Ireland should become ‘advocate for Britain’ after Brexit – former minister
MEP candidate Conor Lenihan also says he has nothing to hide in past Russia dealings
Conor Lenihan at the announcement that he wishes to be selected by Fianna Fáil to be its candidate in the upcoming European Election. Photograph: Gareth Chaney Collins
Mr Lenihan is seeking to be Fianna Fáil’s candidate for the Dublin constituency in the European elections, which will take place at the end of May.
He said an “olive branch” should be extended to London after Brexit is concluded, adding that Ireland and Britain often shared concerns at an EU level, such as on taxation.
“When the British have left, any Irish government that is in place and MEPs will have to actually defend and work for some of the items on the British agenda,” he said at his campaign launch on Friday.
After he lost his Dáil seat in 2011, Mr Lenihan worked as vice president of the Skolkovo Foundation, which sought to generate inward investment into Russia.
“Do I have anything to hide or worry about in terms of my work in Russia?
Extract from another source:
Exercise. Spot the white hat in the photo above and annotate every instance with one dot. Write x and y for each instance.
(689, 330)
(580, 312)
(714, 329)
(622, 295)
Absolutely not.”
While he said he is not an “apologist” for Russia, he added that he has a much more “nuanced” view of the country.
“I’m just saying that realpolitik and global geopolitics demand that you have to engage with Russia.”
Mr Lenihan was a TD for Dublin South-West until he lost his seat at the 2011 general election. He also held a number of junior ministerial portfolios.
He is competing for the Fianna Fáil nomination against former Minister for Education Mary Hanafin, former Minister of State for Children Barry Andrews and Tiernan Brady, a key figure in the campaign for same-sex marriage in 2015.